Jim Snee: Yeah. You’re opening statement is correct. Again, Rob, is that there’s a lot of uncertainty as we think about the jobs business going forward. On our last quarterly call, we had talked about us being back to more normalized levels after the first quarter. Now, we’re talking about the back half of the year. And then everything that you just described really all depends on the meat availability in our system and then what’s available elsewhere. So there is just a lot of uncertainty in the jobs business throughout 2023.
Robert Moskow: Can I assume that you’re assuming flat profits in Turkey just as a starting point for 2023, or how should I think about it?
Jim Snee: Yeah. I mean, I think that’s a good starting point. We’ve got feed costs. You’ve got breast meat markets, you’ve got supply. There’s just so many variables there as we progress throughout the year. We’ll certainly be keeping you well-advised.
Robert Moskow: Okay. Thanks.
Operator: And our next question today comes from Tom Palmer at JPMorgan. Please go ahead.
Tom Palmer: Thanks for the question. I wanted to get some clarity maybe on the expected earnings cadence for the year. You made mention, for instance, of certain pork cuts rolling over. It sounds like maybe we see more of a flow-through of that in the first quarter than we did in the fourth quarter. At the same time, there’s some operational changes underway. Maybe those present some initial cost headwinds. So how does this shake out just as we think about earnings progression for the year?
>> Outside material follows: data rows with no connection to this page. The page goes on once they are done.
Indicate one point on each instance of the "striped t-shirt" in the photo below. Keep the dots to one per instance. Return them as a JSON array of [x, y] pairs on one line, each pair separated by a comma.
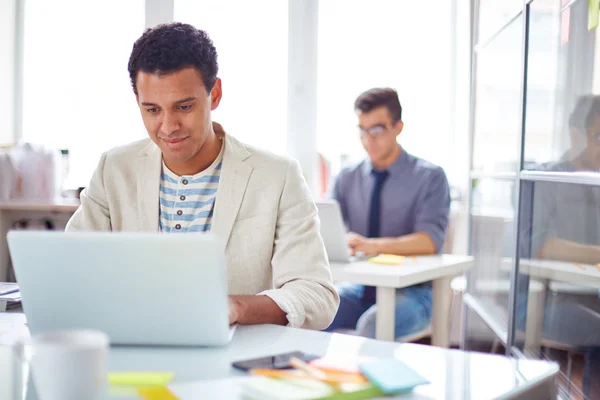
[[187, 202]]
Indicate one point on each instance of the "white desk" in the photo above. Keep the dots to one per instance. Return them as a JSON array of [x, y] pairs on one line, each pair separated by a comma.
[[453, 374], [563, 271], [438, 268], [10, 212]]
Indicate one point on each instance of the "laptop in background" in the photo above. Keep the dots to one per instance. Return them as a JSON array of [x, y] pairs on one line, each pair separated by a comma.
[[333, 231], [138, 288]]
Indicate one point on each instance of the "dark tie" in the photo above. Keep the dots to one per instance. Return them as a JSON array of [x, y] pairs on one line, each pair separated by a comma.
[[379, 178]]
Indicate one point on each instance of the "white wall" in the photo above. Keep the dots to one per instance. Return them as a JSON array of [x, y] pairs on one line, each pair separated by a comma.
[[7, 70]]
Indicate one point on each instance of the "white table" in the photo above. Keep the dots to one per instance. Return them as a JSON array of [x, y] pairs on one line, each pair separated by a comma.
[[10, 212], [386, 278], [453, 374]]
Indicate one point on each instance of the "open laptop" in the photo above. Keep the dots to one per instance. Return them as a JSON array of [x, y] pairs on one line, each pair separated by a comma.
[[138, 288], [333, 232]]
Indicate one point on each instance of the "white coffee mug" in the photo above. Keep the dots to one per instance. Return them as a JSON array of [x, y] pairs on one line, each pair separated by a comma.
[[69, 365]]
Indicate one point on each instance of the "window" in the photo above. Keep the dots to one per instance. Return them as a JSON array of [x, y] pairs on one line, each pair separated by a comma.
[[399, 44], [76, 92], [251, 38]]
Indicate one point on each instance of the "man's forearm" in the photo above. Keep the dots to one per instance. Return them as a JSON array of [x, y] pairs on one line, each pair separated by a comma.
[[258, 310], [414, 244]]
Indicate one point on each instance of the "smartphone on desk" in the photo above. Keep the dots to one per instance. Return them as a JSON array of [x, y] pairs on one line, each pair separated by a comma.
[[276, 361]]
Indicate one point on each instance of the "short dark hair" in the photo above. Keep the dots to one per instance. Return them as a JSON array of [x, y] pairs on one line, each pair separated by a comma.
[[171, 47], [377, 97]]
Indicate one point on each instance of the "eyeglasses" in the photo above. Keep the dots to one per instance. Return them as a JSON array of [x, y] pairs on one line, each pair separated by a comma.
[[374, 131]]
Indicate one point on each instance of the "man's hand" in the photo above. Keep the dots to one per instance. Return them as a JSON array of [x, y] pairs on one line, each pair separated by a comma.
[[361, 244], [235, 310]]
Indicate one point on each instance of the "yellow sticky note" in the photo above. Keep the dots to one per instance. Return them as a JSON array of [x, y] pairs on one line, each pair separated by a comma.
[[387, 259], [593, 14], [144, 379], [158, 393]]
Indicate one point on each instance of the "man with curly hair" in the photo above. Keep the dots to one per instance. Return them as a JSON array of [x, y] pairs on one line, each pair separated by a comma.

Jim Snee: Good morning, Tom. As we’re thinking about the earnings growth that we described, I mean we expect it to be fairly evenly distributed throughout the year, half one and half two. Clearly, we’ve identified the major impacts that are out there in terms of feed and the pension costs that we’ve already talked about several times. And as we go throughout the year, we we’ve talked about the need to really now find some supply chain savings. We’ve talked about the fact that we expect fill rates to improve — continue to improve as we progress. We’ve got some pricing that will continue to roll forward. International, we expect to moderate and improve throughout the year. And so there are some things that will happen sequentially, but as we’re looking at the business, we do expect it to be pretty evenly distributed between half one and half two.
Tom Palmer: Understood. Thank you. And then I just wanted to ask on the cash balance approaching $1 billion. You highlighted that there’s really not any near-term debt due, and it’s pretty low cost. So how should we think about deploying this? I mean is this — you’ll retire some debt in the coming year? Or is it more — this is put aside as a way to effectively fund M&A without having to go to capital markets and maybe a higher interest rate environment? And then just with regards to that M&A side, I think you talked about international being an opportunity at the Investor Day. Is that still the priority, or just given macro uncertainty, should maybe domestic be more of a priority?